Paula Nurius

Paula S. Nurius

Associate Dean, Transdisciplinary Scholarship; Grace Beals-Ferguson Scholar and Professor
PhD, University of Michigan

 / 
206-685-1682
  / Room 
112A

Dr. Paula Nurius received her joint doctorate in Social Work and Psychology from the University of Michigan where she also received her MA in Psychology. She received her MSW from the University of Hawaii. During her graduate training she was awarded an NIMH traineeship award and the Rackham Predoctoral Fellowship and Dissertation Grant Awards. She is an elected Fellow of the national American Academy of Social Work and of Social Welfare –for which she serves on the Board of Directors--and of the Society for Social Work & Research. She is the inaugural recipient of the GADE National Leadership in Doctoral Education Award and was named one of social work’s top 25 female scholars on the basis of her scholarship impact and among the top 100 scholars in social work by the H-index.

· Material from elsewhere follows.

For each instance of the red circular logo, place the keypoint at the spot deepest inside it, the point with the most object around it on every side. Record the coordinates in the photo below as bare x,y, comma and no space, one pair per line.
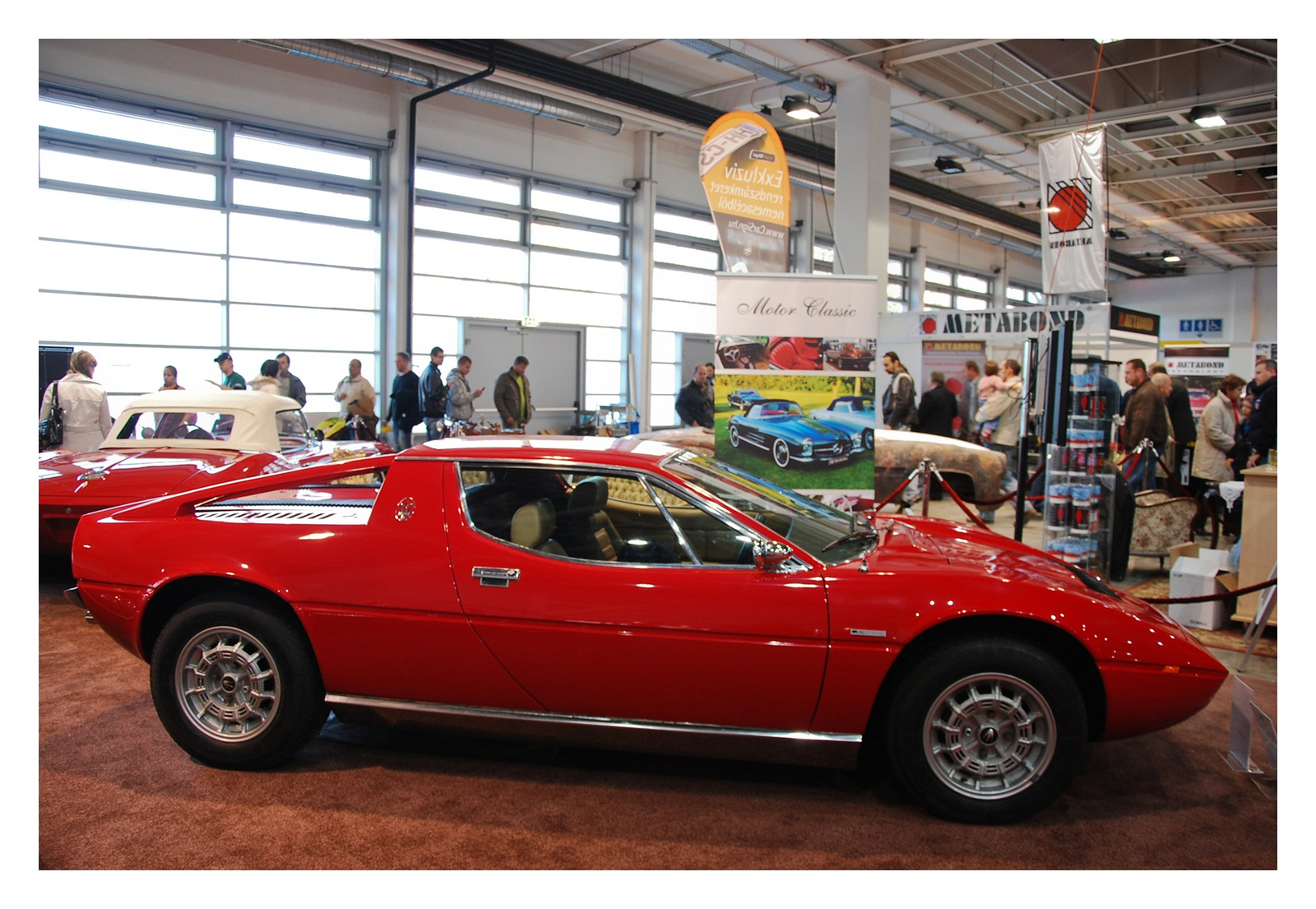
1068,208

Professor Nurius studies processes and effects of stress and trauma focusing on vulnerable and socially disadvantaged populations, early/preventive intervention, and fostering resilience. Her research on life course stress integrates structural, psychosocial, and biobehavioral mechanisms, distinguishing direct, cumulative, and interactive effects of early and later life stress exposures alongside protective factors.  A mental health specialist, she is increasingly focusing on comorbid physical, mental, and behavioral health outcomes as well as incorporating effects of the  environment (e.g., air pollution, neighborhood characteristics, green spaces) in multi-level models to explain stress responding and disparities in health and functioning outcomes. She works with field associates in examining effects of ACEs (adverse childhood experiences) on health, learning, and development outcomes in Washington state.

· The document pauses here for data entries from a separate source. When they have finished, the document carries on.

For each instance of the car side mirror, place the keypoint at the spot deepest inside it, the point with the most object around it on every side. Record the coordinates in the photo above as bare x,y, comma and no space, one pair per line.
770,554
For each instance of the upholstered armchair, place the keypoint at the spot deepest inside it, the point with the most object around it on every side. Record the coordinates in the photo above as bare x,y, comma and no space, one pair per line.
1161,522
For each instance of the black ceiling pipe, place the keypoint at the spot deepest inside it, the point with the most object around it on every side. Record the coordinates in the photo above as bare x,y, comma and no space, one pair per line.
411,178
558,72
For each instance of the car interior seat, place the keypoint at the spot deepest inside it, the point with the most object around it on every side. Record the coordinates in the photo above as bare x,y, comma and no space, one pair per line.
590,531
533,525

Dr. Nurius serves as the Associate Dean for Transdisciplinary Scholarship, bringing extensive experience teaching and collaborating within interdisciplinary frameworks, and serving to bridge the UW School of Social Work with a range of national organizations and missions. She served as doctoral program director for 7 years, directed a Prevention Research Training program funded by NIMH for 16 years, has been a faculty mentor and advisor across multiple training programs, and has taught a range of interdisciplinary graduate courses.  She has served two terms on the Society for Social Work & Research (SWWR) Board of Directors and of the Group for the Advancement of Doctoral Education Board as Vice-President. She has maintained active participation through a SSWR committee relating to national research capacity building and advancing research career supports within social work, and is active in university and national initiatives focused on evolving models of transdisciplinary research, translational pathways between research and its societal impact, and implications for research career training. She has UW campus affiliations with the Center for Statistics and Social Sciences, the Center for Studies of Demography and Ecology, the West Coast Poverty Center, Harborview Injury Prevention Research Center, the Institute for Translational Health Sciences, and the Center for Child and Family Well-Being.